Less than 50 years ago, in 1966, John Lennon outraged Catholics the world over for predicting the end of Christianity and saying that his group, The Beatles, were "more popular than Jesus".
While that iconic comment and its subsequent fall-out came to represent the rift between conservative Christians and the rock-n-roll generation, it was hardly Catholics' only gripe with the supergroup.
With the Vatican leading the charge, Catholics labeled The Beatles' experimental music and no-holds-barred lifestyle a bad influence on society, particularly youngsters.
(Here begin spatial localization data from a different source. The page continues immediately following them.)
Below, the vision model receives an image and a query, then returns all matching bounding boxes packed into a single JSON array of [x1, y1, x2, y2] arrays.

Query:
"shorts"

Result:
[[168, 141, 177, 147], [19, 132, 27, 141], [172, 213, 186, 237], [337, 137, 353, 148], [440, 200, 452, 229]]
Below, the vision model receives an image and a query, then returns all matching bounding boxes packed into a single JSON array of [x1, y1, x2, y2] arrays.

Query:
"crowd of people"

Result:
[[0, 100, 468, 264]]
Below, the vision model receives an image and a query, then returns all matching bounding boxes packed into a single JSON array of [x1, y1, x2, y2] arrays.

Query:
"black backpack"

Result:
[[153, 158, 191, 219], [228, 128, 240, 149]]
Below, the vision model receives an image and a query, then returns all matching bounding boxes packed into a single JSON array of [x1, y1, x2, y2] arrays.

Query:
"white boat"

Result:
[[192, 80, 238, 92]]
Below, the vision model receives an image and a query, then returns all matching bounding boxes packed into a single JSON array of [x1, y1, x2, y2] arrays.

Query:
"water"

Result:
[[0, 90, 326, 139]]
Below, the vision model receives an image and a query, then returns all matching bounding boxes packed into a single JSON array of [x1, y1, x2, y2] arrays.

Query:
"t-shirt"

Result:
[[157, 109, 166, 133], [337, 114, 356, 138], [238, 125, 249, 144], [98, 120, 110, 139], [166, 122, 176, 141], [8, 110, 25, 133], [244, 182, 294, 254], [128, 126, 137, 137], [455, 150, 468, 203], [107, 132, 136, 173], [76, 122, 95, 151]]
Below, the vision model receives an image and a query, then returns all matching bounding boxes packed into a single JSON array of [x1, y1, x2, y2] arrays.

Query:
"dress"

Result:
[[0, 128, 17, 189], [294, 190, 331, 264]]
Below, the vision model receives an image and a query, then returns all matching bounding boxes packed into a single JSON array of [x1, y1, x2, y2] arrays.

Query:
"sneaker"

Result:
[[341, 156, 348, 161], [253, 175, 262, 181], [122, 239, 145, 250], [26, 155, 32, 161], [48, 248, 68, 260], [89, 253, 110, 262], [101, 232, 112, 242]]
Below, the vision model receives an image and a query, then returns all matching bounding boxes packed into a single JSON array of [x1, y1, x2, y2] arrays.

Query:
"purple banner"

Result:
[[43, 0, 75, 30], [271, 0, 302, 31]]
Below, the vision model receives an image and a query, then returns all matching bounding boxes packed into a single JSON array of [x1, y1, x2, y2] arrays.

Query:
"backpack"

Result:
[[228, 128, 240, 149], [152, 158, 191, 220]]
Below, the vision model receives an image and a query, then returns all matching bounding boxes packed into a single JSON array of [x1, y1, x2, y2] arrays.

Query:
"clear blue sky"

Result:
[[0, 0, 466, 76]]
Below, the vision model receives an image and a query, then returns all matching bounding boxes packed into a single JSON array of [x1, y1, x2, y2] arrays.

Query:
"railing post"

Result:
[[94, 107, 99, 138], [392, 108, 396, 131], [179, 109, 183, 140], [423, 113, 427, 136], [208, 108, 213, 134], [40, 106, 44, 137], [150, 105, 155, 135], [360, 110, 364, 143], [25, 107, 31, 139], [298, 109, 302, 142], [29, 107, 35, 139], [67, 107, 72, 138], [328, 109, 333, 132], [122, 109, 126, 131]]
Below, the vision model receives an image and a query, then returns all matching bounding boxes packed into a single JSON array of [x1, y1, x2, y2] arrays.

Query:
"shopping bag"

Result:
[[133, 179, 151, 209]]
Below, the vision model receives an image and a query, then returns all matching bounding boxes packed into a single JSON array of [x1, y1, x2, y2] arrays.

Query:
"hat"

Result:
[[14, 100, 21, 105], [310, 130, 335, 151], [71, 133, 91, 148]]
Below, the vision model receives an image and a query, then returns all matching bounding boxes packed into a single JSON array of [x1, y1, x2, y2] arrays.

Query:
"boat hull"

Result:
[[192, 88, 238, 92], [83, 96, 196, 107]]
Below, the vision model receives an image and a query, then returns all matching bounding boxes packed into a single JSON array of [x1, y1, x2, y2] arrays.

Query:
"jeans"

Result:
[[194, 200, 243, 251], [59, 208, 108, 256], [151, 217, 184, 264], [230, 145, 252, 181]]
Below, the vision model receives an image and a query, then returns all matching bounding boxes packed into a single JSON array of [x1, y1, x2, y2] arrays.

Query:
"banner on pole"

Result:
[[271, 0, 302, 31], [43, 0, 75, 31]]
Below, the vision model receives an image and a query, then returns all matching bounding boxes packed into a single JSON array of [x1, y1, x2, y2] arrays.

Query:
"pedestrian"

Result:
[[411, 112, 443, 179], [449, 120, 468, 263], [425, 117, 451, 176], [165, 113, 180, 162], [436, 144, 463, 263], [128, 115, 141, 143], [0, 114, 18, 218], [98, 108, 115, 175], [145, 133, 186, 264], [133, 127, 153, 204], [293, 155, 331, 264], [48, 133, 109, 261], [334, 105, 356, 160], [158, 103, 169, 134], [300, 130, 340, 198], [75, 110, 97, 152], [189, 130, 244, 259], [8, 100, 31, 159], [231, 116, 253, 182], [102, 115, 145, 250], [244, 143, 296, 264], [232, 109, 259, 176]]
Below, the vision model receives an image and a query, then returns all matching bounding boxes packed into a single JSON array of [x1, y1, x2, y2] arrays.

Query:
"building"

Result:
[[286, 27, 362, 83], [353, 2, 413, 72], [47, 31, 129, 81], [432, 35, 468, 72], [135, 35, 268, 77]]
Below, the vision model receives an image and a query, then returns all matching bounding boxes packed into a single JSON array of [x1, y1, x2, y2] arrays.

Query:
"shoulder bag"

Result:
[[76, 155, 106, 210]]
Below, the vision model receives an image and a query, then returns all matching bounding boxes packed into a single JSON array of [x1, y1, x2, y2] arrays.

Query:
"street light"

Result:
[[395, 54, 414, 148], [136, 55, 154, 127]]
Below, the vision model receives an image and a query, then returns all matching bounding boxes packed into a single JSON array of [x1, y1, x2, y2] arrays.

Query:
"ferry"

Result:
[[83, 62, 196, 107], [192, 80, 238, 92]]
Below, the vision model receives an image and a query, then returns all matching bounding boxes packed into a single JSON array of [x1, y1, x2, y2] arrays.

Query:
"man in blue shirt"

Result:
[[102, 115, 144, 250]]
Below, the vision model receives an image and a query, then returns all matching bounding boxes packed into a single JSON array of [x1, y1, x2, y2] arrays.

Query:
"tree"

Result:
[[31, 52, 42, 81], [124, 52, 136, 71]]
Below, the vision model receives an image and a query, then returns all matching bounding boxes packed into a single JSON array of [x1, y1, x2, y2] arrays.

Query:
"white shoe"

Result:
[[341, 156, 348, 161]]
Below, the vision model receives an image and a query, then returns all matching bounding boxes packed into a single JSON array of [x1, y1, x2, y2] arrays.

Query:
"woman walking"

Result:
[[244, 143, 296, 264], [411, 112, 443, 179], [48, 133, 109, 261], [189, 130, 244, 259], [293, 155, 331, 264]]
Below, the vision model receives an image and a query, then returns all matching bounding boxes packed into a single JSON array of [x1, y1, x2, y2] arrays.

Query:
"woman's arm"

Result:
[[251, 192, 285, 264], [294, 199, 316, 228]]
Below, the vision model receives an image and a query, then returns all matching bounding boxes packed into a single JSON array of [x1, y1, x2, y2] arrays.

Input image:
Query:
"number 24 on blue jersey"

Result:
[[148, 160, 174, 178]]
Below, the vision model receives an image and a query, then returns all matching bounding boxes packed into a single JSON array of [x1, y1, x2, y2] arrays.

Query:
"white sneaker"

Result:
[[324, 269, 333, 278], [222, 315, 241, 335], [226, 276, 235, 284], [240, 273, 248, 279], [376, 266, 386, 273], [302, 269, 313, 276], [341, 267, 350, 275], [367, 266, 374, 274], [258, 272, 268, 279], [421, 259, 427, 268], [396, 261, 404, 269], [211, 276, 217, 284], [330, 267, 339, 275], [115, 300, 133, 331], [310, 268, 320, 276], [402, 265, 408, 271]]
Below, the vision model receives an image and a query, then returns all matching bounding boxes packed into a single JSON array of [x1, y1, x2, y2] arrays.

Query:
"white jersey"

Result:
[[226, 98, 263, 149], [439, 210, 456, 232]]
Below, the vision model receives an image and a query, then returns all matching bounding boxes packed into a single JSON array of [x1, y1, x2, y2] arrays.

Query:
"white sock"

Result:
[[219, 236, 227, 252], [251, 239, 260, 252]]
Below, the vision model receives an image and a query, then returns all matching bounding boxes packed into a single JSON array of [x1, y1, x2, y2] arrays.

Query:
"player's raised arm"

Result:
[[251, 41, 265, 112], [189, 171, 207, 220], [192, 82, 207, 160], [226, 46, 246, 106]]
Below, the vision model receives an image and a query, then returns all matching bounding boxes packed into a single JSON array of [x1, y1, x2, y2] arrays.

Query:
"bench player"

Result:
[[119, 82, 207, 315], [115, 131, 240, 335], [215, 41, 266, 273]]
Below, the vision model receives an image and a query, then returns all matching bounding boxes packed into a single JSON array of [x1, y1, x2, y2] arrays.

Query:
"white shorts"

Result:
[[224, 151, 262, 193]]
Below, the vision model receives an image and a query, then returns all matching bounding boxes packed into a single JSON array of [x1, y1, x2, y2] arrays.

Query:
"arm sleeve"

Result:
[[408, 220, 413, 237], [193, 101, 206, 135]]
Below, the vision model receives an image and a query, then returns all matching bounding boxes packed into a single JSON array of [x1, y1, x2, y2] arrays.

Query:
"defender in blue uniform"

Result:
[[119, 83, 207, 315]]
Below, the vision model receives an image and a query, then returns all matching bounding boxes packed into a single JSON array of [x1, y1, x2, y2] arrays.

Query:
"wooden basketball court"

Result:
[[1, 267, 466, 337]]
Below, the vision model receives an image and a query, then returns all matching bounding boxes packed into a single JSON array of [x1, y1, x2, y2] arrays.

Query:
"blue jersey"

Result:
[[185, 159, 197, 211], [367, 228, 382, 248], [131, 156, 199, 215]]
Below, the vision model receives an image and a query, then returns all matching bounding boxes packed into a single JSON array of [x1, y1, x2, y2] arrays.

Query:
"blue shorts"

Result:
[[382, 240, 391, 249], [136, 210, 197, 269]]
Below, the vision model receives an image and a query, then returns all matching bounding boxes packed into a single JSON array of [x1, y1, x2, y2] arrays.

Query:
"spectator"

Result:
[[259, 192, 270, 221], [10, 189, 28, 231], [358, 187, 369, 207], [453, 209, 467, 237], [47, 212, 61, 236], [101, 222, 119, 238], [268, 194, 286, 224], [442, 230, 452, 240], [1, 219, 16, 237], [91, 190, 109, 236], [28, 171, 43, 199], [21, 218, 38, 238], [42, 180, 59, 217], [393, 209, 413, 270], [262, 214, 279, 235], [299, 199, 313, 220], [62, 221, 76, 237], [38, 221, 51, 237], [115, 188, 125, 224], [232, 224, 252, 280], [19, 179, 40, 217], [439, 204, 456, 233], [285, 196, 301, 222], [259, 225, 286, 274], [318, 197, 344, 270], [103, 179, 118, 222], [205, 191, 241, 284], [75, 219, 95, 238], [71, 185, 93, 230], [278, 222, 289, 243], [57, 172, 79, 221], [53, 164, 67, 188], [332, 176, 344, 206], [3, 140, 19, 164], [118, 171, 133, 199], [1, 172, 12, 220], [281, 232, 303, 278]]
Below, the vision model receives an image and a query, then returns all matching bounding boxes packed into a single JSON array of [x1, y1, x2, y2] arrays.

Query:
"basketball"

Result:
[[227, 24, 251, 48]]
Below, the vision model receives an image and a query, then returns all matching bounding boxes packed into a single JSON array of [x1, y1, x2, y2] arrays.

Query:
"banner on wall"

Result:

But now, in an unusual move, The Vatican has moved to absolve the Fab Four of forty-some years of condemnation. In a move reportedly sanctioned by Pope Benedict XVI, the Catholic Church has officially forgiven The Beatles for their sex and substance-fueled excesses, and has actually gone so far as to label the Liverpool lads a "precious jewel".
A recent front page article in the Vatican's official newspaper, L'Osservatore Romano, outlines The Beatles' achievements and highlights their "beautiful melodies" and massive influence on pop music.
"They may not have been the best example for the youth of the day but they were by no means the worst. Their beautiful melodies changed music and continue to give pleasure," the article reportedly says.
What a change, considering that not too long ago, opponents of The Beatles said they promoted drug usage, free sex and satanic messages -- not qualities generally heralded by the Church.
And, certainly, it must be difficult for some Catholics to swallow Lennon's famous flippant comment. "Christianity will go. It will vanish and shrink. I needn't argue about that; I'm right and I'll be proved right. We're more popular than Jesus now."
By all accounts, none of The Beatles were particularly religious in a traditional sense, though they did delve into the transcendental meditation movement in the 1960s, even going so far as to travel to Rishikesh, Uttarakhand to study under Maharishi Mahesh Yogi.
The Beatles from left: George Harrison, Paul McCarthy, John Lennon and Ringo Starr.